立川シネマシティで「異人たち」を

20日夕、一人で食べることになり、散歩堂さんを誘うと、立川シネマシティで「異人たち」を見ることを提案される。山田太一原作『異人たちの夏』は大林宣彦監督で映画化されたが、それをイギリスへ移す。大きな改変は脚本家の主人公アランをゲイ(クィル)に設定したことだろう。実体のある幽霊である両親にそのことを告白し、いじめられていた過去についてのわだかまりが、原作とは違う揺れ、異相を生み出す。両親との関係がより複雑になった、といっていいか。実家も庭付き二階家の一戸建てで、自分の子供部屋がそのまま残されている。

アダムに扮したアンドリュー・スコットは、最初見たことがあるなあ、と思い、テレビドラマ『シャーロック』のモリアーティではないかと気づく。同じマンション(住人は2人だけ)のハリーと結ばれるが、じつは幽霊というのは原作通り。ただし大林版のようなホラー、怪談の要素は薄い。きわめて自然に現実との融合がなされる。逆に察しの悪い観客は混乱させるかもしれない。これは原作、大林版を知った上で見たほうがいいと感じた。ミルフィーユのように重なって感興が増すのだ。

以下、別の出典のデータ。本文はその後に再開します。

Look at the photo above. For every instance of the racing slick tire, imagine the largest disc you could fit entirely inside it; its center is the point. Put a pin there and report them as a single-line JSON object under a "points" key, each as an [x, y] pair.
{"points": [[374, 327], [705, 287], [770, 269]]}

立川シネマシティで見たのだが、券売機で券を買うとき、シニア割引がなく2000円でチケットを買ったが、有人窓口に会員(シニアは半年100円)になると、一回1000円で見られると知り、散歩堂さんに「チケット買ってしまったけど、今から会員になって」と交渉してもらい「本当は払い戻しはしないのですが」と言われたがぶじ成立。会員費100円を払って1000円で見られた。えらい違い。立川シネマシティは自転車で20~30分だから、これで新作を見る楽しみができた。「異人たち」は客席がらがらであった。

石坂浩二音無美紀子が若く貧しい、紙芝居に夢を賭ける夫婦を演じる「二人だけの道」最終回を見る。電気を止められる生活に、石坂が紙芝居を止め業界誌記者に就職するが、音無はそれをなじり実家へ戻り別居状態に。しかし……。風雲吹き荒れるエキセントリックな設定が多い今のドラマに比べたら、ほとんど静物画の味わい。石坂が描いた紙芝居の絵を、破ってしまうシーンあり。「ああっ」と声が出る。石坂の原画だもの。値打ちあるよ。今ならカラーコピーを取ったダミーを破るところ。

赤旗」の「試写室」の仕事で、キムタク主演『ビリーブ』をいち早く見る。

「朝日」に紹介記事が出た千葉市美術館の「早世の画家夫妻 板倉鼎・須美子」展を見たいと思う。これを見逃せば、ほとんど見ることはないだろう。